Abstract
Organoids, which are three-dimensional cultures derived from pluripotent or adult stem cells, meticulously mimic human organ architecture and function, revolutionizing biomedical research. Patient-derived organoids have emerged as powerful tools in disease modeling, particularly in cancer research. For instance, in the case of colorectal cancer, organoids are developed from tumor tissues of patients, allowing for drug sensitivity tests that can inform personalized treatment plans, as seen in the case of a patient responding well to specific chemotherapy drugs.

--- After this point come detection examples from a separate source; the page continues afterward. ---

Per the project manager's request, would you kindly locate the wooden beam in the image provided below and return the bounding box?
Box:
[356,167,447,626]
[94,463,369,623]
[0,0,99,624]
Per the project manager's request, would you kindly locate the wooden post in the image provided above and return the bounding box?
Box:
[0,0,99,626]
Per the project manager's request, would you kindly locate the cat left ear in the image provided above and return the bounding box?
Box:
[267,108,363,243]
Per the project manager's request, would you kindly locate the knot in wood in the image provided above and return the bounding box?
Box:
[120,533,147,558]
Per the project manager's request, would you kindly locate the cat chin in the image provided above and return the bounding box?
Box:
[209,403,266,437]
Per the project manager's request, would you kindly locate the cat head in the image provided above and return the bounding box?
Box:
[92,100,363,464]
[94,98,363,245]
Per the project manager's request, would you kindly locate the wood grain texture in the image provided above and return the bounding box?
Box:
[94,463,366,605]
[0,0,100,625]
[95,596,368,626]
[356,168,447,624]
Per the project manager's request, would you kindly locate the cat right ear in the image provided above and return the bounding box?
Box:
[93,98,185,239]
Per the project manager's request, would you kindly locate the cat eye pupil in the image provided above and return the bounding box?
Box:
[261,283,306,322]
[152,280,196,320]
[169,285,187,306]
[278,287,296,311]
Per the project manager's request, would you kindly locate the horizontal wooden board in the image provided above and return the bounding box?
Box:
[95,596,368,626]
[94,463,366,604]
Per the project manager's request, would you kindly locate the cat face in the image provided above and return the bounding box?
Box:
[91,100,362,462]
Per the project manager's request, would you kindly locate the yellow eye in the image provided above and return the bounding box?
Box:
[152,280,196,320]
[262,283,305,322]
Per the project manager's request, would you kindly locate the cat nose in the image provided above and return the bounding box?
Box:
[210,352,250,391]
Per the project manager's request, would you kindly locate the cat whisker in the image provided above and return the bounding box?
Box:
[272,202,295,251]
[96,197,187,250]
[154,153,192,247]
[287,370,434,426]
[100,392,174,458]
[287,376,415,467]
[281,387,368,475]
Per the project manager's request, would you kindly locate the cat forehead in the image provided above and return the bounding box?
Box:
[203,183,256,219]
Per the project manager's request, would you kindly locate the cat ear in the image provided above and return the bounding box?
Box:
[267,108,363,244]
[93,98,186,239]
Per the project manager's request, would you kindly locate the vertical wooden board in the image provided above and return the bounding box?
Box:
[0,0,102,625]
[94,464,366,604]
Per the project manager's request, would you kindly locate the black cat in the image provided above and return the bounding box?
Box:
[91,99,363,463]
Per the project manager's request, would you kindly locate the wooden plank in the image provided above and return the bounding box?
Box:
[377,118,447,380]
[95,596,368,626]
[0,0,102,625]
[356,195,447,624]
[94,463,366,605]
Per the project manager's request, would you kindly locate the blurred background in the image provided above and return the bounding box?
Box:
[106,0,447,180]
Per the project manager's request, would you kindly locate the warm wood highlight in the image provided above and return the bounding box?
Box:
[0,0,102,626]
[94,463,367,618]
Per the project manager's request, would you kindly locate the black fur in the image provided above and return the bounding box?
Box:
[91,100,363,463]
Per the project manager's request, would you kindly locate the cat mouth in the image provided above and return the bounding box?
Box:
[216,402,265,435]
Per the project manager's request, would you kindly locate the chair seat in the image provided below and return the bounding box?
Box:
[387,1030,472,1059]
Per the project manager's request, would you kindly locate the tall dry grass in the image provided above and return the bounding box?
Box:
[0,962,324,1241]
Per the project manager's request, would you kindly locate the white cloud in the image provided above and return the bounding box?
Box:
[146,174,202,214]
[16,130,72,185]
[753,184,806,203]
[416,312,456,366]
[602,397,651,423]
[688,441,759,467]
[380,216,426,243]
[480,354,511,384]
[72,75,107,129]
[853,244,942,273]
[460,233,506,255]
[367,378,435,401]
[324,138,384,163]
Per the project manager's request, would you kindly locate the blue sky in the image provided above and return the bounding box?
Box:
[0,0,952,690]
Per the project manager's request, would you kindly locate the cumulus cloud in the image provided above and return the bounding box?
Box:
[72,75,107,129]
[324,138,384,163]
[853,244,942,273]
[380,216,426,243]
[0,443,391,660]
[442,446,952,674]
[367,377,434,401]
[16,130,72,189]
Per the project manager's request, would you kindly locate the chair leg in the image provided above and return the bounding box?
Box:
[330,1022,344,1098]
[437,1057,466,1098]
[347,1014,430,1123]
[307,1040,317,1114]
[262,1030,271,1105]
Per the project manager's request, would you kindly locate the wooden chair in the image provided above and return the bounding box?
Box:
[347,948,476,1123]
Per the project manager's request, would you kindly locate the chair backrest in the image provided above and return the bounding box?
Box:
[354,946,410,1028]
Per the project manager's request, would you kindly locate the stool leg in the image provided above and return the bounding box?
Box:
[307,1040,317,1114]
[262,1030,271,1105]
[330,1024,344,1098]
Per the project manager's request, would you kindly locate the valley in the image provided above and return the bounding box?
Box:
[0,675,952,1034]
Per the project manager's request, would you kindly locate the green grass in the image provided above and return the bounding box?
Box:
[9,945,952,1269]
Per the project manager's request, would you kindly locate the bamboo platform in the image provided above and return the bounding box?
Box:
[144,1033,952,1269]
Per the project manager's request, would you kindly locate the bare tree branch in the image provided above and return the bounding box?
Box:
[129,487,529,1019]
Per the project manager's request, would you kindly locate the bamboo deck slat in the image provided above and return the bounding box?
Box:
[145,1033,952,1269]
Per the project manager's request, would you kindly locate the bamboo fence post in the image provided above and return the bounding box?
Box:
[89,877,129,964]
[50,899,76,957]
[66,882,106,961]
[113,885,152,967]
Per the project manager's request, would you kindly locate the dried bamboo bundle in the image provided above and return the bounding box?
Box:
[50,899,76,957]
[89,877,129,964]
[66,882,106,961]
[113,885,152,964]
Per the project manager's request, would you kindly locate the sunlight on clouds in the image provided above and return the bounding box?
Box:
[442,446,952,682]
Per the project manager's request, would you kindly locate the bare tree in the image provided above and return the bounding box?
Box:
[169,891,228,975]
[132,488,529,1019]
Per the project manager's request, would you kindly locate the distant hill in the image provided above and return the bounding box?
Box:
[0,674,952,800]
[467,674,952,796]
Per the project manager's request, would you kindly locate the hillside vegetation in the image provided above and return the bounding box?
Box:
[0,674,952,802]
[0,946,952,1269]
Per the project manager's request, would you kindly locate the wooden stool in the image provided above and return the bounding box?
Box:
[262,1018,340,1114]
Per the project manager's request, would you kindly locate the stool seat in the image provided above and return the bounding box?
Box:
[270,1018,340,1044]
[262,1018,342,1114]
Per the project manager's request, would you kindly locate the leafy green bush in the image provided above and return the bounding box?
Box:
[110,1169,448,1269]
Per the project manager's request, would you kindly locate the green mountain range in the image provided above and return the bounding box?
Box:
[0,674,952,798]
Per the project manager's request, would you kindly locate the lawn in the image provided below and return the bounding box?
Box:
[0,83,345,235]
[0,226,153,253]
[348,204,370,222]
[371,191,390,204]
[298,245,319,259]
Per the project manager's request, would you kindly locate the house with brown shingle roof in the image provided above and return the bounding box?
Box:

In addition, organoids have been used to study regenerative mechanisms, such as the repair of intestinal stem cells post-radiation, showcasing their versatility in biomedical research. In drug development, they facilitate screening for efficacy and toxicity, with applications in testing poly-ADP ribose polymerase (PARP) inhibitors and cosmetic ingredients, while aligning with ethical imperatives as the U.S. Food and Drug Administration (FDA) plans to phase out animal testing for certain drugs by 2025. In addition, organoids show promise in regenerative medicine, such as endometrial and retinal regeneration, and bone tissue engineering. Despite challenges such as variable culture conditions, limited vascularization, and high costs, standardizing protocols and integrating microenvironmental factors will enhance their clinical utility, driving a shift toward human-centric therapeutic advancements.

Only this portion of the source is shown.